The first reported case of the recent outbreak of swine flu was a five-year old boy in the small village of La Gloria, Mexico. It is currently unknown how this boy contracted the swine flu on April 1, 2009. The closest pig farm, located six miles outside La Gloria, which is owned by the American company Smithfield Foods, tested the animals for the virus but all the results came back negative.

It is also unknown if this boy from Mexico really was the first victim of swine flu. A report from Canada’s National Microbiology Laboratory stated that a boy in San Diego, California, who became ill on March 30, may actually be the very first swine flu patient. What is known is that within weeks over forty countries have confirmed cases of swine flu, most patients are experiencing mild symptoms, and the majority of those afflicted are children, teens, and young adults.

The latest numbers from the World Health Organization state that the confirmed cases of H1N1 influenza are 10,243, with the total deaths around 80. The number of swine flu patients in the U.S. is reported as 5,469. Of the 6 fatalities in America, 3 were in Texas and 1 each was in Arizona, Washington, and New York.

According to Health and Human Services, there have only been three influenza pandemics during the last hundred years: Spanish flu in 1918, Asian flu in 1957, and Hong Kong flu in 1968. But if one were to rely on the media for medical advice, every year’s flu season is a presumed outbreak until proven wrong. This is not just observed with different flu strains but with every new illness such as SARS and West Nile Virus, with the media creating a frenzy and then dropping the stories even quicker than the sickness stops spreading.

A pandemic is defined by geography. If an illness is prevalent throughout an entire country, continent, or even the world a pandemic is occurring. The definition of an epidemic, a word commonly misused and manipulated by media outlets, is any disease that is more widespread than previous records. If the average number of flu cases in a given area is 20 per year, and then the number of cases increases to 25 during a particular 12-month period, an epidemic is occurring although in most cases there is nothing to cause alarm.

The media may be accurate in calling the current outbreak of swine flu an epidemic, as the number of cases is higher than previous, non-existing ones. But as the Centers for Disease Control (CDC) states that the average number of deaths due to the regular flu is 36,000 per year in the U.S., and they have confirmed only 6 deaths due to swine flu, the latter is nothing to worry about at least for now.
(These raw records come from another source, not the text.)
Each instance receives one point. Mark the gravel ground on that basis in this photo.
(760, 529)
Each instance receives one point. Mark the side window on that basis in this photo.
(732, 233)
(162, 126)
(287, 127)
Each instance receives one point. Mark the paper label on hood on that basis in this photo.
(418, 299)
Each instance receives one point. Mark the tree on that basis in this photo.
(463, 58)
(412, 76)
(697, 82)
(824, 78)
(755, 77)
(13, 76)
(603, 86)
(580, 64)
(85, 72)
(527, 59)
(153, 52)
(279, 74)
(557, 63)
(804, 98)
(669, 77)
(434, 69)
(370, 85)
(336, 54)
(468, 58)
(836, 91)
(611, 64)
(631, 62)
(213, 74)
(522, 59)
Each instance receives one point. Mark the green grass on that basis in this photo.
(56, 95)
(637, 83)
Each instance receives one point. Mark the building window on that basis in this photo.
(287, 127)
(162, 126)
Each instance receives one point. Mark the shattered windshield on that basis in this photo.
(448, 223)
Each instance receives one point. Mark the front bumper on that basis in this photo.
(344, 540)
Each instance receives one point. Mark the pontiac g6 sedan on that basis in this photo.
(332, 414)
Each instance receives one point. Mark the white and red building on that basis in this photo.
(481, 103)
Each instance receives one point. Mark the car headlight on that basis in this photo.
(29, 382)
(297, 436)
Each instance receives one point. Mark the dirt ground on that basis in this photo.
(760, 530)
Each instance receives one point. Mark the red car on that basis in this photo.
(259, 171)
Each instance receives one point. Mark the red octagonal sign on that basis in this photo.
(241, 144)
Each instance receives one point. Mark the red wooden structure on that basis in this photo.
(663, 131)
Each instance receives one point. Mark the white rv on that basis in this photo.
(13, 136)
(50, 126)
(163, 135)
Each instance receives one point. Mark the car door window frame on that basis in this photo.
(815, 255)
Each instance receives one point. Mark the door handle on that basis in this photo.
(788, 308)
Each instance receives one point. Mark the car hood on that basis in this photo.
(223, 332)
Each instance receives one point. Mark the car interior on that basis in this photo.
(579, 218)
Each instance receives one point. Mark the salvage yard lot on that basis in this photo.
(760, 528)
According to the CDC, just as with the current swine flu outbreak, the origin of the 1918 Spanish flu is unknown. One-third of the world’s population experienced Spanish flu, with an estimated 50 to 100 million deaths worldwide. In the U.S., the first case of Spanish flu is believed to be a soldier at Fort Riley, Kansas on March 4, 1918; within three weeks more than 1,100 others on the base were hospitalized with the same condition. The second affected American city was Queens, New York, which saw their first case on March 11. One of the largest unsolved mystery of the Spanish flu is how it spread to remote locations such as the Arctic and isolated Pacific islands.
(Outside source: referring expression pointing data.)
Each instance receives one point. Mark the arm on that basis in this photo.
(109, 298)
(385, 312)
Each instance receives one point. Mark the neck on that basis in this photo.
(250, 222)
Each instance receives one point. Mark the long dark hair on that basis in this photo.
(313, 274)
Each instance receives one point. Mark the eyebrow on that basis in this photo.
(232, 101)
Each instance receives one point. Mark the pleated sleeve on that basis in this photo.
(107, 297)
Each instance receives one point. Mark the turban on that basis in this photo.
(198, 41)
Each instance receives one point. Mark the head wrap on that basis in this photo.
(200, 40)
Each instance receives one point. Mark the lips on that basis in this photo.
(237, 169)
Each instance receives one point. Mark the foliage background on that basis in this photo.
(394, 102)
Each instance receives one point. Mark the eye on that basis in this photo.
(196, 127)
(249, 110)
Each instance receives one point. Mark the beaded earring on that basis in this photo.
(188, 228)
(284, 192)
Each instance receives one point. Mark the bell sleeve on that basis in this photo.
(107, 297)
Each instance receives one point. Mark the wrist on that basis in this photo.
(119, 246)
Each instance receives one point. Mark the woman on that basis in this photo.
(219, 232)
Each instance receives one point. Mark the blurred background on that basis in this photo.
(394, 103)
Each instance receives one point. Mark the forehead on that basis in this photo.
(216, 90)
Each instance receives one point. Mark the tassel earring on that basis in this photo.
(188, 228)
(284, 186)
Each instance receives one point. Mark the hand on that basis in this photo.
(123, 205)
The Spanish flu, and also the “Asian” flu which was first seen in China in 1957 before it spread worldwide, commonly infected children and young adults although the elderly had the highest fatalities. This is different than most flu outbreaks which sicken the very young and old and those with weakened immune systems. More than 70,000 people in America died of Asian flu during the 1957-58 season.

In 1976 a new flu virus, which was later named “swine flu” as it was the first case of its kind seen in humans, was identified at Fort Dix, New Jersey. Experts believed the virus was related to the Spanish flu virus of 1918, which led to a large vaccination campaign in America. Cases were reported in 19 out of 21 counties in New Jersey, but then the virus disappeared.

In January 2004, the CDC began an experiment to combine human flu with avian flu (Link here)[1]. The scientists planned to infect animals with this hybrid flu to determine how this virus affects them and how quickly it can spread. As the current swine flu outbreak is a hybrid of pig, avian, and human flu, having the human-bird genome should aid in the making of a vaccine that could be effective against this newest influenza type.

In 1918, Spanish flu emerged in the spring, practically disappeared during the summer, and then reappeared as a mutated lethal strain in the autumn. It is too soon to determine if swine flu will become a devastating and lethal illness, a plague of the twenty-first century. Or perhaps swine flu will join SARS as the media hysteric that wasn’t a true epidemic.